Frequently Asked Questions

Can TensorFlow Federated be used in production setting, e.g., on mobile phones?

Currently not. Although we designed TFF with deployment to real devices in mind, at this stage we do not currently provide any tools for this purpose. The current release is intended for experimentation uses, such as expressing novel federated algorithms, or trying out federated learning with your own datasets, using the included simulation runtime.

We anticipate that over time the open source ecosystem around TFF will evolve to include runtimes targeting physical deployment platforms.

How do I use TFF to experiments with large datasets?

The default runtime included in the initial release of TFF is intended only for small experiments such as those described in our tutorials in which all your data (across all the simulated clients) simultaneously fits in memory on a single machine, and the entire experiment runs locally within the colab notebook.

Our near-term future roadmap includes a high-performance runtime for experiments with very large data sets and large numbers of clients.

How can I ensure randomness in TFF matches my expectations?

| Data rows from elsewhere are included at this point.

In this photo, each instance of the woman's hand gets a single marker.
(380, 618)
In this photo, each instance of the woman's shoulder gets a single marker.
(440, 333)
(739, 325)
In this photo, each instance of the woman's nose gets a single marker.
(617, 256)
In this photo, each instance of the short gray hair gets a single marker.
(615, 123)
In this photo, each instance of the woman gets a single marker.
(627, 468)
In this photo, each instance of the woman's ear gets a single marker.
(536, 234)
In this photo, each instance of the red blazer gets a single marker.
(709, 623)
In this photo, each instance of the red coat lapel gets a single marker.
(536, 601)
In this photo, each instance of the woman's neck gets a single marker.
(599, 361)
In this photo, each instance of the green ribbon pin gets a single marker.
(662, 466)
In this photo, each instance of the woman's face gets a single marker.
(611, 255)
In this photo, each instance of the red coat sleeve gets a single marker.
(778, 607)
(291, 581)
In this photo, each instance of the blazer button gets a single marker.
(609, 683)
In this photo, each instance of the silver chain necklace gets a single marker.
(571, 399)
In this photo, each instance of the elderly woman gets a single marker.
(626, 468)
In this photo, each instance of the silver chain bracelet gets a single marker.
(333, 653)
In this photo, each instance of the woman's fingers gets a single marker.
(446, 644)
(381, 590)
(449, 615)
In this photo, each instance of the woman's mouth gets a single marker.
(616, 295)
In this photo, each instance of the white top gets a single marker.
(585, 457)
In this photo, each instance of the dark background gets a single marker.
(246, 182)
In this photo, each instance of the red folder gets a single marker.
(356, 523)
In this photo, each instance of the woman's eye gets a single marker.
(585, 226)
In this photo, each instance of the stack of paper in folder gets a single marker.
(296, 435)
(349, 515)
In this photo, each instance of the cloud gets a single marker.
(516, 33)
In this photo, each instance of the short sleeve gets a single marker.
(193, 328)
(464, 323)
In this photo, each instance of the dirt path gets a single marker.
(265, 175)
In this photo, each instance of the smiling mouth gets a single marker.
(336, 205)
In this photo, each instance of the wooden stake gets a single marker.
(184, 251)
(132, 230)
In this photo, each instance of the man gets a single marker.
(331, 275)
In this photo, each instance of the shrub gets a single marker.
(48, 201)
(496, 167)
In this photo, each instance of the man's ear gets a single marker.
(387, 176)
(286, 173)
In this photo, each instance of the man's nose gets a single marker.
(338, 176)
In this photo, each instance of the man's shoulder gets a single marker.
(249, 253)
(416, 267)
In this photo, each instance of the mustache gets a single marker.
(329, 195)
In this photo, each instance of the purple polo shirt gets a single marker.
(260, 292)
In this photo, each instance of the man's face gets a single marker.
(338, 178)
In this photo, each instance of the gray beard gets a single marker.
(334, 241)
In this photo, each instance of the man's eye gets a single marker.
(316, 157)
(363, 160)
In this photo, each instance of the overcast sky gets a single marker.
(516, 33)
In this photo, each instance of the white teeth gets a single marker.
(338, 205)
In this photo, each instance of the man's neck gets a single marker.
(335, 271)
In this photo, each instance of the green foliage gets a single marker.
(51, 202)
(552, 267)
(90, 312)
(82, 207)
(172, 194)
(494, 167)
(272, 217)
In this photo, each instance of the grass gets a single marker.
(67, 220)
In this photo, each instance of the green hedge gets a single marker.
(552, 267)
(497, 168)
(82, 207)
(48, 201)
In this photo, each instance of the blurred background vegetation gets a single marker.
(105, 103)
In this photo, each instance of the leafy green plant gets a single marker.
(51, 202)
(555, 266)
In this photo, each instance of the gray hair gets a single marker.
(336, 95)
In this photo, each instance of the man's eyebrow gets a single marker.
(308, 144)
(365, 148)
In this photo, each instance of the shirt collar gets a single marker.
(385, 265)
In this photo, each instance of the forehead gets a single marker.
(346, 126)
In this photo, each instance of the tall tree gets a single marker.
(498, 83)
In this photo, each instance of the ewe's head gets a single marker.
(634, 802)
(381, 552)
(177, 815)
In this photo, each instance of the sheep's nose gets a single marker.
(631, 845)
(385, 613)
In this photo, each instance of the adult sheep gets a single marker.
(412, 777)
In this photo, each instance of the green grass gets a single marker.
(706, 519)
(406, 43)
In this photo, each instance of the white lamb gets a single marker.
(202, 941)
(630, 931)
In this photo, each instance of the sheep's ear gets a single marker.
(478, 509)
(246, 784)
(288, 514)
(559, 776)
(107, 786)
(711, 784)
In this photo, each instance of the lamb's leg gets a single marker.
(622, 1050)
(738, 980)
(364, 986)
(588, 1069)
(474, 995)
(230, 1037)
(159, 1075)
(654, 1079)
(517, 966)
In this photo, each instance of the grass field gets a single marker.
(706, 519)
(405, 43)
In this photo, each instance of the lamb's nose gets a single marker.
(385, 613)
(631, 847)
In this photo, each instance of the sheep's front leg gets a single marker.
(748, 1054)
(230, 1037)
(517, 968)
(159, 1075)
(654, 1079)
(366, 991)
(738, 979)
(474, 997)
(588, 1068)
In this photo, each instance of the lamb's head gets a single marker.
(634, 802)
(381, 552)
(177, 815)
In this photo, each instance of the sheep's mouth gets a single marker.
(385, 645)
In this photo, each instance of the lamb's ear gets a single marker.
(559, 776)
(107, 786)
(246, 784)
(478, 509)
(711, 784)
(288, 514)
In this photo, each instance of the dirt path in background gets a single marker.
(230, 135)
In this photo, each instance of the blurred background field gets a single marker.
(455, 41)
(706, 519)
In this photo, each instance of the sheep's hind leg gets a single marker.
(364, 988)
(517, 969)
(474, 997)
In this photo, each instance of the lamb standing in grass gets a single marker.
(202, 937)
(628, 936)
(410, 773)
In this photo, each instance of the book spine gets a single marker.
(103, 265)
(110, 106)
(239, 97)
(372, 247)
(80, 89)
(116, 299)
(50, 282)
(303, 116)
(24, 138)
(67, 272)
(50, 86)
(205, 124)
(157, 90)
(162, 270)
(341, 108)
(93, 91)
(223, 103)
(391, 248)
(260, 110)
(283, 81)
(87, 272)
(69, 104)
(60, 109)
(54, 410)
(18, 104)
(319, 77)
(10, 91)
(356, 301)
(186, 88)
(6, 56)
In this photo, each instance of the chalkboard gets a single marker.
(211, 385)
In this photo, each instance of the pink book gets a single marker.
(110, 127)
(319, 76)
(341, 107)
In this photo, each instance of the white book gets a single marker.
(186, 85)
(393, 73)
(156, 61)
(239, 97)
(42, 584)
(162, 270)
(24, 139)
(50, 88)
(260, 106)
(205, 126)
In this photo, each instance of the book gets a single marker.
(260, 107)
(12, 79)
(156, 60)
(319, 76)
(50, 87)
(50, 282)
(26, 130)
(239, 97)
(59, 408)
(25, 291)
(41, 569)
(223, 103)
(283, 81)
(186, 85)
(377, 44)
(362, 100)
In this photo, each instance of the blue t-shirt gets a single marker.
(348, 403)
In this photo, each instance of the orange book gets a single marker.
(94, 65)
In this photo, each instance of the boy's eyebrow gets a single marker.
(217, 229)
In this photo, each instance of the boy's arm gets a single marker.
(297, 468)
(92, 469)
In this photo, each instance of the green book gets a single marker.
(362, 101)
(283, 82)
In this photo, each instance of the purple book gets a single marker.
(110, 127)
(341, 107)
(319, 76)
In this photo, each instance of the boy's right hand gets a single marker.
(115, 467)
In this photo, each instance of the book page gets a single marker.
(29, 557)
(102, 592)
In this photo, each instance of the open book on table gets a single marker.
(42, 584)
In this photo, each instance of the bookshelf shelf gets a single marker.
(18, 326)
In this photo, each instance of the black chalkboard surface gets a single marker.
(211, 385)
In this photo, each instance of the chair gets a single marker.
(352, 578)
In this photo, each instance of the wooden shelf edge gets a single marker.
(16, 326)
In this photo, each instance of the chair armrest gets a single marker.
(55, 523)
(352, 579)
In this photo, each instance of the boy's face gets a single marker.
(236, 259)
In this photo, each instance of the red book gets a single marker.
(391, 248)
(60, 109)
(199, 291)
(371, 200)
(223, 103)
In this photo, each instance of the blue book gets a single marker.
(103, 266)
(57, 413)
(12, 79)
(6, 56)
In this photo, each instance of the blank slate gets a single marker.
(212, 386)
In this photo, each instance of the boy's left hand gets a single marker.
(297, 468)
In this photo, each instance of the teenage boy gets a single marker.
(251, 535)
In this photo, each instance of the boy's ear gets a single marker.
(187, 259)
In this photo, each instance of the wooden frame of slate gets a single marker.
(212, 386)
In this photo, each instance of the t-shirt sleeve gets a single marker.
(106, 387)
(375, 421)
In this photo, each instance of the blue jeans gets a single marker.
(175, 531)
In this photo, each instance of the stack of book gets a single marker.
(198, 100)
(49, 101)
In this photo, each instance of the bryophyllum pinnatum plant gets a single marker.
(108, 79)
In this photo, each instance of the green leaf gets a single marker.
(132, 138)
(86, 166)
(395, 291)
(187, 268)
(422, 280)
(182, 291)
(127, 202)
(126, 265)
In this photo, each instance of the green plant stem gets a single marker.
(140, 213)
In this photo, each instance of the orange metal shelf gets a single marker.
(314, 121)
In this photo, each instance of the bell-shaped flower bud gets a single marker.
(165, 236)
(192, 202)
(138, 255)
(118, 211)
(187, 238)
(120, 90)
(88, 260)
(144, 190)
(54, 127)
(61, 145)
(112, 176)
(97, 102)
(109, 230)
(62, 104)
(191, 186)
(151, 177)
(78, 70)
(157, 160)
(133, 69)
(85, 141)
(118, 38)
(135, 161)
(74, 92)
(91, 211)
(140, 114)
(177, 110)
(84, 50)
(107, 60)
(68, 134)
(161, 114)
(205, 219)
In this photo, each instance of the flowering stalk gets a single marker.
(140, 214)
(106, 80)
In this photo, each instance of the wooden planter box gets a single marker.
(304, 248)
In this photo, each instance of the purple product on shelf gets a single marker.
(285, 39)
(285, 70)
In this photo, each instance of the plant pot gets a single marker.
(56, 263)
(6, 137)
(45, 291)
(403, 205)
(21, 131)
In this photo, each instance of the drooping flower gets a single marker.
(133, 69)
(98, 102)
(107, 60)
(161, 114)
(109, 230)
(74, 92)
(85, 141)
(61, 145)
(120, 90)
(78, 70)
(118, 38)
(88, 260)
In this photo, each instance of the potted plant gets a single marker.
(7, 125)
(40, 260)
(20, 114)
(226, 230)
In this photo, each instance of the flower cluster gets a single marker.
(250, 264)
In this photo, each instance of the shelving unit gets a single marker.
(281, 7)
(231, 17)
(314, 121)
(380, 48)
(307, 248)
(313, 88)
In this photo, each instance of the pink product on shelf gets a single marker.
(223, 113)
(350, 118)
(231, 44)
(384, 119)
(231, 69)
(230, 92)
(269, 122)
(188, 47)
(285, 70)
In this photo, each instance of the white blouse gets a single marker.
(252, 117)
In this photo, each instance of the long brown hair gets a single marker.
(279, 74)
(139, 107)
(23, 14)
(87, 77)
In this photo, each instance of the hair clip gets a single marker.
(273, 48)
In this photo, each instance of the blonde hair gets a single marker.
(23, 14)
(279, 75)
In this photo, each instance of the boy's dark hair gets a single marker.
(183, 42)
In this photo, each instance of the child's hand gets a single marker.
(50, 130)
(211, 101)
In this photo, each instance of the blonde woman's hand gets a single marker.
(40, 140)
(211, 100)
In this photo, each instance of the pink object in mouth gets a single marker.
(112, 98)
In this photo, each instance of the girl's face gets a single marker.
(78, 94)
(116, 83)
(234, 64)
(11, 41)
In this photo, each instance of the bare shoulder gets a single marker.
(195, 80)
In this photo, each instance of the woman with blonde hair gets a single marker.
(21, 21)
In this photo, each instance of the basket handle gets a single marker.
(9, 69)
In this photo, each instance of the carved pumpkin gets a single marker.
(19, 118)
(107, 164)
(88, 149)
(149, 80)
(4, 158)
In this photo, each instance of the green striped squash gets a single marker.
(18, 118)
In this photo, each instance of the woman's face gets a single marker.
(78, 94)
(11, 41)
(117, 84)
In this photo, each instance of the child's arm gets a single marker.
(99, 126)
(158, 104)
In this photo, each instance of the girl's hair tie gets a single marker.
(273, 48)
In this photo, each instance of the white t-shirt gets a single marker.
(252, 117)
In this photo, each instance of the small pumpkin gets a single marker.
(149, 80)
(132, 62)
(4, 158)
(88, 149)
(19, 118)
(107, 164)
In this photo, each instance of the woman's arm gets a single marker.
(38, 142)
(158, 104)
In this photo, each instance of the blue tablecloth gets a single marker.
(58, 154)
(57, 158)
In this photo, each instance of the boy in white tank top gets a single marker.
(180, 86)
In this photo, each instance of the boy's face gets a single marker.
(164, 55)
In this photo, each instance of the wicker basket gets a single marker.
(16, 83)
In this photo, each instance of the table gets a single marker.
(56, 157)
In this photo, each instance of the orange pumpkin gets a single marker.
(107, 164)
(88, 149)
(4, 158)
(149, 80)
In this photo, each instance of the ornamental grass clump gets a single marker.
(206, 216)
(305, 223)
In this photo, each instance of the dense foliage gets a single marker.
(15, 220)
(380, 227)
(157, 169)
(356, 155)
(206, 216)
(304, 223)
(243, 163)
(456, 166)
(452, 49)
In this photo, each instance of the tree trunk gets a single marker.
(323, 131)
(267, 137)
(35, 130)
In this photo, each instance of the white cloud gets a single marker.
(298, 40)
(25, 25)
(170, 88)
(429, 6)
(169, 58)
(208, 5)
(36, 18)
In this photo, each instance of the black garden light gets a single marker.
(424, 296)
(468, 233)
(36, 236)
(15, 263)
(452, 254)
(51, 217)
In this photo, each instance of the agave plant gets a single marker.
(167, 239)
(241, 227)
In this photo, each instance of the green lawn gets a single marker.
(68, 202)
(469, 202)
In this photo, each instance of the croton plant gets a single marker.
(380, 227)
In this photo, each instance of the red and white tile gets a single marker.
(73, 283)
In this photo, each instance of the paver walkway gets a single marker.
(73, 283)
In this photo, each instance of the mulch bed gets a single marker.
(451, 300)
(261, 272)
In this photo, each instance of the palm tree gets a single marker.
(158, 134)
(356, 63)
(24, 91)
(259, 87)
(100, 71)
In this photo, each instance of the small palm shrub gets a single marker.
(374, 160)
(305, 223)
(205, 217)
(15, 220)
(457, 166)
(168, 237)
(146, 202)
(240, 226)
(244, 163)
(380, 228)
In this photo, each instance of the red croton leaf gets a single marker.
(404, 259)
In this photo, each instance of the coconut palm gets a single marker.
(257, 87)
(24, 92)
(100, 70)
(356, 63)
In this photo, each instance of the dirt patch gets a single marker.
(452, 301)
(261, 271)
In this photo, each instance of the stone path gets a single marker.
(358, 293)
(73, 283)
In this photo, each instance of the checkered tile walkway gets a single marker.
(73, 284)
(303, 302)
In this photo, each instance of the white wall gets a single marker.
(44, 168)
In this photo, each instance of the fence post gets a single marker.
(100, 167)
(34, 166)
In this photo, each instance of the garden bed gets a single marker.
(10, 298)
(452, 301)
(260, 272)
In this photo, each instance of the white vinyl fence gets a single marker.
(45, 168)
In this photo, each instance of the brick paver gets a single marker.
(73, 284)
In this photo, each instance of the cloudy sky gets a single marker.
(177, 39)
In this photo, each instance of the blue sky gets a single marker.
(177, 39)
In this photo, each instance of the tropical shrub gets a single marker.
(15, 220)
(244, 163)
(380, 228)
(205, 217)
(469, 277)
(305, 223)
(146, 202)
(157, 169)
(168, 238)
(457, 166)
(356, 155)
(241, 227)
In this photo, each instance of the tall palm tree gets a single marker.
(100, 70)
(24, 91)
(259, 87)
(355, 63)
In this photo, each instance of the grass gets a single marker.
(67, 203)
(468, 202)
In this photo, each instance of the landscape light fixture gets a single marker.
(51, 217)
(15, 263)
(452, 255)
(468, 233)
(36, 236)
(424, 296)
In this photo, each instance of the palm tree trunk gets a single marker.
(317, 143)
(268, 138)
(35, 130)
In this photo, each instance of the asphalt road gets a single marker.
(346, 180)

Since TFF has federated computing baked into its core, the writer of TFF should not assume control over where and how TensorFlow Sessions are entered, or run is called within those sessions. The semantics of randomness can depend on entry and exit of TensorFlow Sessions if seeds are set. We recommend using TensorFlow 2-style radomness, using for example tf.random.experimental.Generator as of TF 1.14. This uses a tf.Variable to manage its internal state.

To help manage expectations, TFF allows for the TensorFlow it serializes to have op-level seeds set, but not graph-level seeds. This is because the semantics of op-level seeds should be clearer in the TFF setting: a deterministic sequence will be generated upon each invocation of a function wrapped as a tf_computation, and only within this invocation will any guarantees made by the pseudorandom number generator hold. Notice that this is not quite the same as the semantics of calling a tf.function in eager mode; TFF effectively enters and exits a unique tf.Session each time the tf_computation is invoked, while repeatedly calling a function in eager mode is analogous to calling sess.run on the output tensor repeatedly within the same session.

How can I contribute?

See the README, contributing guidelines, and collaborations.

What is the relationship between FedJAX and TensorFlow Federated?

TensorFlow Federated (TFF) is a full-fledged framework for federated learning and analytics that is designed to facilitate composing different algorithms and features, and to enable porting code across different simulation and deployment scenarios. TFF provides a scalable runtime and supports many privacy, compression, and optimization algorithms via its standard APIs. TFF also supports many types of FL research, with a collection of examples from published Google papers appearing in the google-research repo.

In contrast, FedJAX is a lightweight Python- and JAX-based simulation library that focuses on ease of use and rapid prototyping of federated learning algorithms for research purposes. TensorFlow Federated and FedJAX are developed as separate projects, without expectation of code portability.